Moreover, cognitive understanding is known to be grounded and highly sensitive to environmental circumstances. I will illustrate this with the famous example of the A-not-B error. The A-not-B error pertains to a classical Piagetian task, in which a toy is repeatedly hidden at a location A (the A-trials), where the child subsequently and correctly finds the toy. After a number of A-trials, the toy is hidden at location B. Children between 7 to 12 months old have been found to continue searching at location A, instead of location B. This has been coined as the A-not-B error (Piaget and Cook, 1954). Piaget attributed the error to the idea that children at that age have not yet developed the concept of object permanence. However, a series of studies, inspired by complex dynamical systems theory, showed that particular circumstances make the A-not-B error disappear in 10 month old children, while other circumstances elicit the A-not-B error in older children (Smith et al., 1999; Spencer et al., 2001; Thelen et al., 2001; Schöner and Thelen, 2006; Schöner and Dineva, 2007). To be specific, a salient visual difference between the locations, as well as a change in posture (i.e., sitting vs. standing) made younger children correctly search at location B during B-trials (Smith et al., 1999), for example. Furthermore, a longer waiting time between hiding the toy at location B and searching for the toy elicited the A-not-B error in children who were older than 12 months (Spencer et al., 2001). This example of the A-not-B error again shows that the theoretical perspectives of complex systems, coordination dynamics, and affordances are equally useful for capturing cognitive development and motor development.
Discussion
Following the above argument, researchers should treat cognitive understanding as a functional coordination pattern that emerges and self-organizes from the interaction between the child and their environment (also see Kloos and Van Orden, 2009; about cognition being soft-assembled), instead of something abstract and “in the head”. Given the continuity between cognitive and motor development, researchers should investigate how characteristics of both the environment and children (i.e., constraints at different levels) make opportunities for cognitive understanding appear or disappear in a wide range of tasks (as was done for the A-not-B error; Smith et al., 1999; Spencer et al., 2001; Thelen et al., 2001; Schöner and Thelen, 2006; Schöner and Dineva, 2007).
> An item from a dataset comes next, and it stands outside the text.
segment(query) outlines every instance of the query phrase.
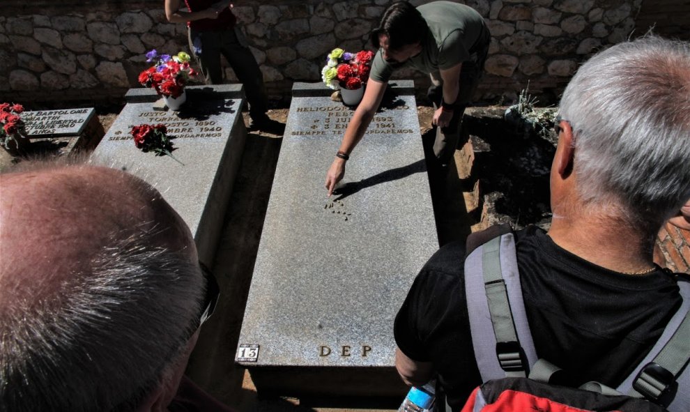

To gain further insight into how such opportunities appear and disappear, these studies should combine qualitative (i.e., descriptive) and quantitative (i.e., quantification of instability) methods to investigate the dynamics of the (transitions between) different functional coordination patterns that constitute cognitive understanding (in line with e.g., Anastas et al., 2011; Castillo et al., 2017; De Jonge-Hoekstra et al., 2021; Stephen et al., 2009; Wallot et al., 2019). Only by integrating the complex systems, coordination dynamics and affordances perspectives will we be able to move toward truly understanding cognitive understanding, which promises to have important consequences for how we teach children.